Download raw body.
incpb socket ref count
Hi,
Instead of protecting inp_socket with special mutex when being freed
and reference counting in in_pcbsolock_ref(), better reference count
inp_socket.
When an inpcb is created, inp_socket is initialized with a socket
pointer that is reference counted. When the inpcb is freed, release
the socket reference. As incpb is reference counted itself, we can
always access the socket memory when we have a valid inpcb counter.

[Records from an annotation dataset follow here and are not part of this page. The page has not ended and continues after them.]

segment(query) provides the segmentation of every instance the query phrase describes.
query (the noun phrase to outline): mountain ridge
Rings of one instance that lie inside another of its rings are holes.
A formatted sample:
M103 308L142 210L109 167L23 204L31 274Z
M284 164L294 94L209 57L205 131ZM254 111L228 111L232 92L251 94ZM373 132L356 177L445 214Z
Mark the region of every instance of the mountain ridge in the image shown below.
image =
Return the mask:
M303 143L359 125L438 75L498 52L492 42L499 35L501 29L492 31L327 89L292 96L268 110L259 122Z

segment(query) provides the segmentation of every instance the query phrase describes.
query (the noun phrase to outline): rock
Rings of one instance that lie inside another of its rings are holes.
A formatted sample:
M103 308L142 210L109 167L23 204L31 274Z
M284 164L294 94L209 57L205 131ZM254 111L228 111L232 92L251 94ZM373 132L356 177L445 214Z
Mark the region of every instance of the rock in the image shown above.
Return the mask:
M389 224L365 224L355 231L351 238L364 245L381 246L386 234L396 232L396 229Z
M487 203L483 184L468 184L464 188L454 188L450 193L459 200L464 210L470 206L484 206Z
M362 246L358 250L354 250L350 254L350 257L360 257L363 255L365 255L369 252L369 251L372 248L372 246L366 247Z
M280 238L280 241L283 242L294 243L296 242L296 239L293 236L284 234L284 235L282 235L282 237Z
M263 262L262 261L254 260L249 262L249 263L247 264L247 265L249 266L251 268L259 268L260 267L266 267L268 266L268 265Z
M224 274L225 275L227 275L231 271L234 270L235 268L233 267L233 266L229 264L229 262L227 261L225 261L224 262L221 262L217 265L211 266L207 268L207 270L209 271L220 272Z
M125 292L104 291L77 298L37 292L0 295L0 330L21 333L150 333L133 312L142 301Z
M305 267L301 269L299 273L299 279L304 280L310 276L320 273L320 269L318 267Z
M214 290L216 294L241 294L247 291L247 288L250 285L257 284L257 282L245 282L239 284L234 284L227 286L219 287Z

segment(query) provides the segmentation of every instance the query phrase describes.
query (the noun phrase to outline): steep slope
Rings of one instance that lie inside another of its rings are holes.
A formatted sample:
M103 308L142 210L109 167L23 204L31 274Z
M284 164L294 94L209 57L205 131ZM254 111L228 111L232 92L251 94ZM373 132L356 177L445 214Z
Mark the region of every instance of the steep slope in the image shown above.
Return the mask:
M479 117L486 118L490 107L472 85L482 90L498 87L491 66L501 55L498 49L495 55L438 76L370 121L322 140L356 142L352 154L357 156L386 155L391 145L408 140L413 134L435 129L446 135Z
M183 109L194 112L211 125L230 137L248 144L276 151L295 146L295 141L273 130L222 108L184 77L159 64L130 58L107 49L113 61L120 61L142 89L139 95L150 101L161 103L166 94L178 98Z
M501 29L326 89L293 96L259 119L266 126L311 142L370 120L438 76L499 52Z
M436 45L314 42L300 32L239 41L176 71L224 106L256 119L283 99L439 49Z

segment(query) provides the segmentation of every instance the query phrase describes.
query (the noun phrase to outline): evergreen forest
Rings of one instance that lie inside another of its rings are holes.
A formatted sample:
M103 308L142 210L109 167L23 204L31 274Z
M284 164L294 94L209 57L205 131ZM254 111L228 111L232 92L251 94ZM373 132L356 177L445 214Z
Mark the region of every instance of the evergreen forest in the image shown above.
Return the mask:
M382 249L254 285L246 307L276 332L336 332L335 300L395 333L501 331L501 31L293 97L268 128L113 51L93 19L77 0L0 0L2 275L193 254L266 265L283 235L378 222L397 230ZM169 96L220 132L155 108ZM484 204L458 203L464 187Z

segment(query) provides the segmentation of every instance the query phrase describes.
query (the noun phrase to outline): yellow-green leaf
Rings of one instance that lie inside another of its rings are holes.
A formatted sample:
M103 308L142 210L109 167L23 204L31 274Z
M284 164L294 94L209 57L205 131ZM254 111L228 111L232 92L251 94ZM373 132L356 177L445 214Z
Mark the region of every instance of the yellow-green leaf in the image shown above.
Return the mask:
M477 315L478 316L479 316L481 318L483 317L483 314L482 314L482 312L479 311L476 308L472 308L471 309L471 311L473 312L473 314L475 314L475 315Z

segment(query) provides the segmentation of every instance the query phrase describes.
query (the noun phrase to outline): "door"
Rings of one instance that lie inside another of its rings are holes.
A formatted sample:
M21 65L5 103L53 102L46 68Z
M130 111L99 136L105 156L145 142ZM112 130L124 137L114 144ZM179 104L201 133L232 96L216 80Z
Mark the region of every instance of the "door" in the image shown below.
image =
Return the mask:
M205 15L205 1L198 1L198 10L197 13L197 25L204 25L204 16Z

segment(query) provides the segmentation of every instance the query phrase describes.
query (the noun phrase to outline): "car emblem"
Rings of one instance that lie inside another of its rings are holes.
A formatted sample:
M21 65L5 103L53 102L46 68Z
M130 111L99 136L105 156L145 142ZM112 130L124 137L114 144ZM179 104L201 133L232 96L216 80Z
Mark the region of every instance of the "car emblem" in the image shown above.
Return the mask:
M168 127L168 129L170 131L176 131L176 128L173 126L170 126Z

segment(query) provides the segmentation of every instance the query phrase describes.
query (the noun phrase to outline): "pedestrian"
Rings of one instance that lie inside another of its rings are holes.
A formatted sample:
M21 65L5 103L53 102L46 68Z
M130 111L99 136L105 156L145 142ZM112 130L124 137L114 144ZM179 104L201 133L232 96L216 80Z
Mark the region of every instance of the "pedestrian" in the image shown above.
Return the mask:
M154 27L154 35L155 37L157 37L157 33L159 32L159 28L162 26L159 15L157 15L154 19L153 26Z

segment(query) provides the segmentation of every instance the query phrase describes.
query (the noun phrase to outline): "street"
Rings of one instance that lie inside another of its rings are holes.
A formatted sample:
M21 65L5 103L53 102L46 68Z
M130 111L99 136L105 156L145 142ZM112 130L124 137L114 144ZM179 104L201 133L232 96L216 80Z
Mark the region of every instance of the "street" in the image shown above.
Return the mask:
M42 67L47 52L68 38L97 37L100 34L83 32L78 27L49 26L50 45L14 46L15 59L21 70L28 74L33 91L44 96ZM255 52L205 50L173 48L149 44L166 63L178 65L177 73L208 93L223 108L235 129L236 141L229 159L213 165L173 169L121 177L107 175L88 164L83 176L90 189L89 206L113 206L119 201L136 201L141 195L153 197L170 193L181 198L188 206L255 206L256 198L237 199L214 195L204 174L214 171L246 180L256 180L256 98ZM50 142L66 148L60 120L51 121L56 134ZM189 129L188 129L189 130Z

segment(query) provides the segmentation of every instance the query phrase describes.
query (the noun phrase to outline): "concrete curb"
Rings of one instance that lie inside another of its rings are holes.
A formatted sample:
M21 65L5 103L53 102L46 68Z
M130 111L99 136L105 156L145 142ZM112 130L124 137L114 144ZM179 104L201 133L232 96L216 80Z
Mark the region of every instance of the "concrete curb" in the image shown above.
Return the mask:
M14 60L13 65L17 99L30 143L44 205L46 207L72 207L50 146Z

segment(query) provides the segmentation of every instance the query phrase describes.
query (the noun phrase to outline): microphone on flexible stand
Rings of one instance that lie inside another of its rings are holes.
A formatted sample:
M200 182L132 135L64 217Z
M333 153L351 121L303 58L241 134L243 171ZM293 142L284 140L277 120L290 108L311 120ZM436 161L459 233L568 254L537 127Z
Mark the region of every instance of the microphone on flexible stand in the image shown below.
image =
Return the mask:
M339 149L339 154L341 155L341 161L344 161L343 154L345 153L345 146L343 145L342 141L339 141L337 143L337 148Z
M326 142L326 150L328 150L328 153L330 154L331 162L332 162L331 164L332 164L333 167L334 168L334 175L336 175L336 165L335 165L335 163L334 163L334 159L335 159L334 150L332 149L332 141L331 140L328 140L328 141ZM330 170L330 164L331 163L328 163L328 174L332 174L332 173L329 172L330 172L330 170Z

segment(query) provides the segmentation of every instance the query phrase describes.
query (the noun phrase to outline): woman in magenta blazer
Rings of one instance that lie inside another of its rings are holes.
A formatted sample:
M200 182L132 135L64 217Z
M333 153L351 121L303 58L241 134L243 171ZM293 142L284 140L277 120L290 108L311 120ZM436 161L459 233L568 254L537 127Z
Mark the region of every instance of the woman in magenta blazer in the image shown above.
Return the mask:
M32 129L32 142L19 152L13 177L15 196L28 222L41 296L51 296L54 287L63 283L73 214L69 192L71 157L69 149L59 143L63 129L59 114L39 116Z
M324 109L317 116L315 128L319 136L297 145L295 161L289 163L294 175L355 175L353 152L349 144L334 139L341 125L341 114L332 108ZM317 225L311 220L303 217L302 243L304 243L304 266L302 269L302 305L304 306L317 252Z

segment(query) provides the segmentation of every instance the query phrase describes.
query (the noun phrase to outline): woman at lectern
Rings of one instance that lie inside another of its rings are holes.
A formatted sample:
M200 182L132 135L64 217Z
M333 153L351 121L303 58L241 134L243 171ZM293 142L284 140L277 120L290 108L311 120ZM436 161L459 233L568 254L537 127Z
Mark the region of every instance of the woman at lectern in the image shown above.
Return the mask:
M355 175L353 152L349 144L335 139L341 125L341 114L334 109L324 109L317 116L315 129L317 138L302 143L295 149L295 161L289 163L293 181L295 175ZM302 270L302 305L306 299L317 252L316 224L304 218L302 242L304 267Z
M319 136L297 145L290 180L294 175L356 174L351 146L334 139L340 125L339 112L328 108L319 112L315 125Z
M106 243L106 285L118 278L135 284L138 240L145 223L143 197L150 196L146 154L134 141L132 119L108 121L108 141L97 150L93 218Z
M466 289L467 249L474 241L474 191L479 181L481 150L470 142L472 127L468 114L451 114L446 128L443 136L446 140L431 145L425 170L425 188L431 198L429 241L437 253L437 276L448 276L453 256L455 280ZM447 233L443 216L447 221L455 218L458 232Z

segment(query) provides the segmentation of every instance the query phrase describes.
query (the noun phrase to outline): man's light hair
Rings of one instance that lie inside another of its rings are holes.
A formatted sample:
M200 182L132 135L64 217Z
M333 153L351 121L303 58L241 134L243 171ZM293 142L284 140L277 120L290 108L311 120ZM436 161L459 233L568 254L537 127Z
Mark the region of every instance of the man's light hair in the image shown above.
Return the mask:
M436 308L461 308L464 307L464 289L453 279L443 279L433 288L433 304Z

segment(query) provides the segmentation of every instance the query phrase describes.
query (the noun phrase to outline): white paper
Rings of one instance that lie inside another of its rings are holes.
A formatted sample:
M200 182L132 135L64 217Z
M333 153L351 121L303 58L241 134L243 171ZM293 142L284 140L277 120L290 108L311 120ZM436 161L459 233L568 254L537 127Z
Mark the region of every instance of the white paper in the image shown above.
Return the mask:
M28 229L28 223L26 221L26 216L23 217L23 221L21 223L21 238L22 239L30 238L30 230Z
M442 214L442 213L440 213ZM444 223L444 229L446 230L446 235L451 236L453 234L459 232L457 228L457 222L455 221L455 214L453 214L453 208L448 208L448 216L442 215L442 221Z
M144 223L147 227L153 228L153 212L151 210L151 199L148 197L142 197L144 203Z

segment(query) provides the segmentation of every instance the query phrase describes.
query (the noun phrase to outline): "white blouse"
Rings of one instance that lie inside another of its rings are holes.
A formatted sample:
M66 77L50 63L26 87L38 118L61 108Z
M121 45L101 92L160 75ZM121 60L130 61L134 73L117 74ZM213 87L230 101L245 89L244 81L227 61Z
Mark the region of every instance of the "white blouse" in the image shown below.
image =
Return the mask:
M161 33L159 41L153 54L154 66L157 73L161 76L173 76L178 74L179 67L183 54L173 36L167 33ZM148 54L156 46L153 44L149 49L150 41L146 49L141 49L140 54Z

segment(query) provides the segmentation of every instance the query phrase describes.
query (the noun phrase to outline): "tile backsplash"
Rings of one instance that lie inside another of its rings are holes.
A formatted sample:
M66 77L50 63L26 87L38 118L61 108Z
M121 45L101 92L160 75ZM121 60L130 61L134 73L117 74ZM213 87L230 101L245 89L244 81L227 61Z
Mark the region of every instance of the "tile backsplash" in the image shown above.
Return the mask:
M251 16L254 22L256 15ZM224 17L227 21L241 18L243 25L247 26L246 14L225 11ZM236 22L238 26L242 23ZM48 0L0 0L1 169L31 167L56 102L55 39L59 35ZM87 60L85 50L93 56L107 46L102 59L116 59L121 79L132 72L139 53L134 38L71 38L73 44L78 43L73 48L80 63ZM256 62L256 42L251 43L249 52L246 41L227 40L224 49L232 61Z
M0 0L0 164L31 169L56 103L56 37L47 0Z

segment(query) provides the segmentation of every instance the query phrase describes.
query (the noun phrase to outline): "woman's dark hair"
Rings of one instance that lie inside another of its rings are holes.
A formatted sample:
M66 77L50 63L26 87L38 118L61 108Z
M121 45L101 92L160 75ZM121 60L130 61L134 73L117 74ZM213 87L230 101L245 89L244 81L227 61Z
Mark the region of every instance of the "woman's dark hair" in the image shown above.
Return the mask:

in_pcbsolock() can just lock the socket, no reference counting
needed. This reduces contention a bit. As in_pcbdetach() is
protected by socket lock, in_pcbsolock() has to check so_pcb while
holding the lock to skip sockets that are being closed.
ok?
bluhm
Index: kern/kern_sysctl.c
===================================================================
RCS file: /data/mirror/openbsd/cvs/src/sys/kern/kern_sysctl.c,v
diff -u -p -r1.468 kern_sysctl.c
--- kern/kern_sysctl.c 9 May 2025 14:53:22 -0000 1.468
+++ kern/kern_sysctl.c 21 May 2025 04:50:15 -0000
@@ -1722,17 +1722,15 @@ do { \
mtx_enter(&(table)->inpt_mtx); \
while ((inp = in_pcb_iterator(table, inp, &iter)) != NULL) { \
if (buflen >= elem_size && elem_count > 0) { \
- mtx_enter(&inp->inp_sofree_mtx); \
- so = soref(inp->inp_socket); \
- mtx_leave(&inp->inp_sofree_mtx); \
+ mtx_leave(&(table)->inpt_mtx); \
+ NET_LOCK_SHARED(); \
+ so = in_pcbsolock(inp); \
if (so == NULL) \
continue; \
- mtx_leave(&(table)->inpt_mtx); \
- solock_shared(so); \
fill_file(kf, NULL, NULL, 0, NULL, NULL, p, \
so, show_pointers); \
- sounlock_shared(so); \
- sorele(so); \
+ in_pcbsounlock(inp, so); \
+ NET_UNLOCK_SHARED(); \
error = copyout(kf, dp, outsize); \
mtx_enter(&(table)->inpt_mtx); \
if (error) { \
Index: netinet/in_pcb.c
===================================================================
RCS file: /data/mirror/openbsd/cvs/src/sys/netinet/in_pcb.c,v
diff -u -p -r1.314 in_pcb.c
--- netinet/in_pcb.c 20 May 2025 05:51:43 -0000 1.314
+++ netinet/in_pcb.c 21 May 2025 04:50:15 -0000
@@ -236,8 +236,7 @@ in_pcballoc(struct socket *so, struct in
if (inp == NULL)
return (ENOBUFS);
inp->inp_table = table;
- inp->inp_socket = so;
- mtx_init(&inp->inp_sofree_mtx, IPL_SOFTNET);
+ inp->inp_socket = soref(so);
refcnt_init_trace(&inp->inp_refcnt, DT_REFCNT_IDX_INPCB);
inp->inp_seclevel.sl_auth = IPSEC_AUTH_LEVEL_DEFAULT;
inp->inp_seclevel.sl_esp_trans = IPSEC_ESP_TRANS_LEVEL_DEFAULT;
@@ -584,10 +583,9 @@ in_pcbdetach(struct inpcb *inp)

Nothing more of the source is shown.